Река Сейм — граница между Украиной и Московским государством. С украинской стороны из леса, по дороге к реке, выехало шесть больших двуконных повозок — пять из них крыты лубом, одна громадная бурая карета. Кругом лихо рысили усатые украинские казаки в бараньих черных шапках с красным верхом. Двое из них поскакали к воде, смотрели из-под руки на московский берег — там у таможенной заставы краснели стрелецкие кафтаны, стоял паром.

Повозки подъехали, с козел щуками прыгали хохлы в холщовых, мазанных дегтем шароварах и рубахах, шли к воде, пили, закуривали люльки.

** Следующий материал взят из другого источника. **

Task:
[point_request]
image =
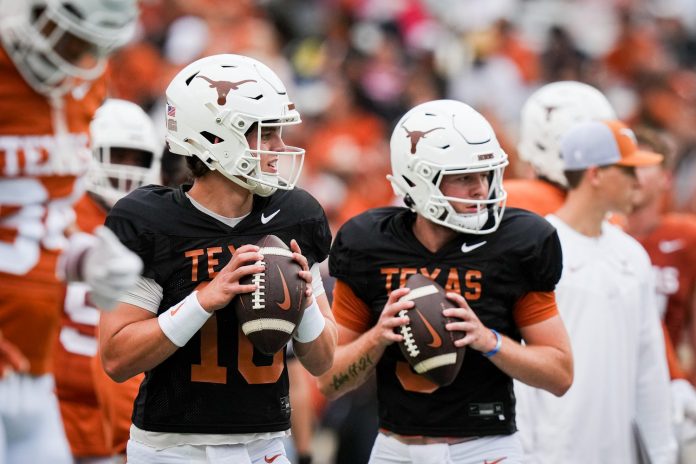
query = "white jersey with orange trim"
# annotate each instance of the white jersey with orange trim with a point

— Эгей-гей! — закричал через реку казак. — Паром давай! Швидко! Эгей!

Стрельцы за рекой зашумели, замахали руками, наверх, в город, где похилились под башней ворота.

— Эй, едут! — кричал Хренов, стрелецкий десятник. — Греки! Гре-е-ки едут!

Хренов прыгнул на паром вслед за стариком паромщиком, схватились оба за березовый канат, изогнулись, и паром поплыл, шурша в камышах да в купавках.

Из городских ворот к реке катились, бежали к реке московиты, несли хоругви, иконы, сверкавшие под солнцем, блестели поповские ризы.

В повозках гремел твердый говор, будто доски падали одна на другую, то говорили арабы, но не выходили — холодно.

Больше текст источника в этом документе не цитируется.